2) Twice a day, I have the data parsed and organized in R, and then uploaded to a MySQL database using RMySQL.
There is a lag in the data showing up in MySQL - by 2-3 days, and this lag seems to keep increasing. RMySQL returns "DONE" after uploading, but the data are not queryable until a few days later. My collaborators pride themselves on real-time analysis of tweet data, so this is a nuisance.
Parsing/uploading code:
library(streamR)
tweets<-parseTweets("parse/after12.json")
#clean data so that mysql doesnt freak
cleanText <- function(text_vector){
text_vector<-sapply(text_vector, function(x) gsub("\'","\"",x))
text_vector<-sapply(text_vector, function(x) gsub("[\b\t\n]"," ",x))
return(text_vector)
}
tweets[,1:length(tweets)]<-cleanText(tweets[,1:length(tweets)])

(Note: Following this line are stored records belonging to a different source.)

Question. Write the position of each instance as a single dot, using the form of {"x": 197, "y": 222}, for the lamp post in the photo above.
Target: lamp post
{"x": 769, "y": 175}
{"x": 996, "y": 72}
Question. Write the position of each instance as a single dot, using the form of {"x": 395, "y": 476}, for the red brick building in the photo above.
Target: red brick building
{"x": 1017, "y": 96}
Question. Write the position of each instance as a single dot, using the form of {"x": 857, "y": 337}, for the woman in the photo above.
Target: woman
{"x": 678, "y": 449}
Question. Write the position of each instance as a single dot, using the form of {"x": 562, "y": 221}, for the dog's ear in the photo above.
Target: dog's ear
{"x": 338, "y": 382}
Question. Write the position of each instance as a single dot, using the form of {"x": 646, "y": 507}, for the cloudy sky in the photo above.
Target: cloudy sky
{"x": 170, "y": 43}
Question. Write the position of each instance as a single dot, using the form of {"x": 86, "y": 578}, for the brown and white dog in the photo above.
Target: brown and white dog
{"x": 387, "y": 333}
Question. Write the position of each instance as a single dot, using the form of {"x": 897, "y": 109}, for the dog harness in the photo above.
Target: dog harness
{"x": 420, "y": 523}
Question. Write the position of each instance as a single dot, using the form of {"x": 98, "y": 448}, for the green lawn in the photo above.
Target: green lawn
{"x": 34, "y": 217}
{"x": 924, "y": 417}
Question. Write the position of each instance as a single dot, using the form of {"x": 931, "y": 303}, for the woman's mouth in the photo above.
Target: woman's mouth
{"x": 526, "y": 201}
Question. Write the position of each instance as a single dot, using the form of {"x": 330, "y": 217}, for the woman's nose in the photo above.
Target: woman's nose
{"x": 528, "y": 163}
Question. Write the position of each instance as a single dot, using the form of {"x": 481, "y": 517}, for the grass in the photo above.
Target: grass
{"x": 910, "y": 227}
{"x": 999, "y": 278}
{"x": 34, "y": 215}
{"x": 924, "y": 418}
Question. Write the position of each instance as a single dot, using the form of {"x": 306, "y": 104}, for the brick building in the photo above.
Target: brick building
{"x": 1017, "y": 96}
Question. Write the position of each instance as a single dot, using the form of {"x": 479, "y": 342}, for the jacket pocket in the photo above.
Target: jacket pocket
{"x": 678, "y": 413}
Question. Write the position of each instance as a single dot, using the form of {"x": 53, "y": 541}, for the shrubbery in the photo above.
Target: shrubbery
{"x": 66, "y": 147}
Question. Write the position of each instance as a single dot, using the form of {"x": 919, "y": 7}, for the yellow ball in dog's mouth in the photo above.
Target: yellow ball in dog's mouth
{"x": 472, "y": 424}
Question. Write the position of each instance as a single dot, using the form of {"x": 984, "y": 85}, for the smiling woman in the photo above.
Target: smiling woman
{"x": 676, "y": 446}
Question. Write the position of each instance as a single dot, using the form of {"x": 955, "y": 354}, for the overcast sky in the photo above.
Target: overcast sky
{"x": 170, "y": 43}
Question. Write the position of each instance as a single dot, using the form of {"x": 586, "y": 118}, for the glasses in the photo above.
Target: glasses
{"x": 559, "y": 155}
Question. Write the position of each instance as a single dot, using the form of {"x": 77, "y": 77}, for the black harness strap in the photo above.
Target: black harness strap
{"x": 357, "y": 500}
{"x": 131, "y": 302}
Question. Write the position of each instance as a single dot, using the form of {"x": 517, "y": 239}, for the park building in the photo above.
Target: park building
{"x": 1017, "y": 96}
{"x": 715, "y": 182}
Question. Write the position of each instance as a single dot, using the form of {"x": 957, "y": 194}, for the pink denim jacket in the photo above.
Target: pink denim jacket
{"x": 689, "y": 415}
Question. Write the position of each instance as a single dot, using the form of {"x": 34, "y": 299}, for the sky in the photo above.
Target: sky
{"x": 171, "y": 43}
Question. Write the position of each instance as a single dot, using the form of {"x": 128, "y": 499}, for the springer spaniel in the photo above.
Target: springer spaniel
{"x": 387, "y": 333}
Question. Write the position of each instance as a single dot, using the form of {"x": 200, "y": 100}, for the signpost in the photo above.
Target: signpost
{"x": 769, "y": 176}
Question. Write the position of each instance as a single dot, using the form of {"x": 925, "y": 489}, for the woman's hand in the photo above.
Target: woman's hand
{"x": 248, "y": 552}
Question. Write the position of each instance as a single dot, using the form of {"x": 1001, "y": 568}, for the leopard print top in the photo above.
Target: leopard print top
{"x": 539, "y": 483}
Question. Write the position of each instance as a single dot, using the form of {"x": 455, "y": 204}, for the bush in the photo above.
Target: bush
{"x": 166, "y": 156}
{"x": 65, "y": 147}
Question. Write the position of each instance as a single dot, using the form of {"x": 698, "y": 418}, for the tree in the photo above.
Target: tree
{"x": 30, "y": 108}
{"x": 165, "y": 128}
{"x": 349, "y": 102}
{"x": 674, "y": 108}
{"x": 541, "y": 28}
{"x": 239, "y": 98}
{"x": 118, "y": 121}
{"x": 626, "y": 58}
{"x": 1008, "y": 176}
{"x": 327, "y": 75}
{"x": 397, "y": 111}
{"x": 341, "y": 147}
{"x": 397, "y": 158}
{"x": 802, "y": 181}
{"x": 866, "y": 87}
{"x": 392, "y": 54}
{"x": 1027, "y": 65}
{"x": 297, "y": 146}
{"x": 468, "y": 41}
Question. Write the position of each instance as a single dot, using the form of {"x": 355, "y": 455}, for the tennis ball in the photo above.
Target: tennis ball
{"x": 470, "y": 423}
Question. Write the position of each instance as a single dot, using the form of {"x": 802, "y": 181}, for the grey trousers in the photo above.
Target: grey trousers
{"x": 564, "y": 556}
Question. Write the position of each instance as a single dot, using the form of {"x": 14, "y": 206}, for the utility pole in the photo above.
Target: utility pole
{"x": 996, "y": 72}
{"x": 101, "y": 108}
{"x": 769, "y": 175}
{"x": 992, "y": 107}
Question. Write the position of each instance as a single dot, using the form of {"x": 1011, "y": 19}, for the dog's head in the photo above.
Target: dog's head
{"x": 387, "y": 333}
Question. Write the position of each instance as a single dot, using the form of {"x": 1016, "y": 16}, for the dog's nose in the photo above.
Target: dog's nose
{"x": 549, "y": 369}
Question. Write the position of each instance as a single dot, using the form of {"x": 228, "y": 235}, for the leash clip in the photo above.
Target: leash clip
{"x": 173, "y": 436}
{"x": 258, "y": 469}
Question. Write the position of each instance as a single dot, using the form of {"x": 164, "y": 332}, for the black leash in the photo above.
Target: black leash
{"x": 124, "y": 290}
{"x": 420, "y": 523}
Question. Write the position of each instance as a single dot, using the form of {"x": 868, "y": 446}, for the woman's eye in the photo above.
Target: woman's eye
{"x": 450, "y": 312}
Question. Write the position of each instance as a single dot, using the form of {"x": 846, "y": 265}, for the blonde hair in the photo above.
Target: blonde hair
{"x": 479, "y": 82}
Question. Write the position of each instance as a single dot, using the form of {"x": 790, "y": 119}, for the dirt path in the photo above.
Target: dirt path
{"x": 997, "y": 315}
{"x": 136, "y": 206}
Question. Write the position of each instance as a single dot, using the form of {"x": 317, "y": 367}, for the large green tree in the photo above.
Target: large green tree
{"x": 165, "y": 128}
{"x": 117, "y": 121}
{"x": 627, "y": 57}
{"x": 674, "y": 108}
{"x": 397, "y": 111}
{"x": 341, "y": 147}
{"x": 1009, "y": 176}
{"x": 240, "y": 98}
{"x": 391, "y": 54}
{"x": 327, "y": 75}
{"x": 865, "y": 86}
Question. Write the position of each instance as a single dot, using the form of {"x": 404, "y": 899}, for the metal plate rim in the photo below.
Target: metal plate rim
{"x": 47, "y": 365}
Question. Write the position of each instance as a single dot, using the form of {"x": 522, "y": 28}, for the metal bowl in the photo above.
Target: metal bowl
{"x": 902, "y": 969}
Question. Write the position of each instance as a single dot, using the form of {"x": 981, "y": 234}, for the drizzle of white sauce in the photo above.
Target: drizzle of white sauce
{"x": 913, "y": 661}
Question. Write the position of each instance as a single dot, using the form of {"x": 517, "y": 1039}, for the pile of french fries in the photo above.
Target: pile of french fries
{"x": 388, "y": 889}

#change date data to a format mysql can read
tweets$created_at<-as.POSIXlt(tweets$created_at, format= "%a %b %d %X %z %Y",tz="UTC")
library(chron)
library(RMySQL)
# Establish connection to database
mgr <- dbDriver("MySQL")
mycon <- dbConnect(mgr, user="user", host="name", dbname="dbname", password="pwd")
currentTime<-Sys.time()
currentDate<-unlist(lapply(strsplit(as.character(currentTime), " "), function(x) x[1]))
currentDate<-unlist(lapply(strsplit(as.character(currentDate), "-"), function(x) x[1:3]))
tableDate<-paste(currentDate[1], currentDate[2], sep="_") # to load into
dbWriteTable(mycon, paste("data_", tableDate, sep=""), tweets1, row.names=FALSE, append=T)
#upload complete
Also not that there is no indication that a process is running on the machine that holds the mysql database when this lag happens.
Any suggestions would be appreciated!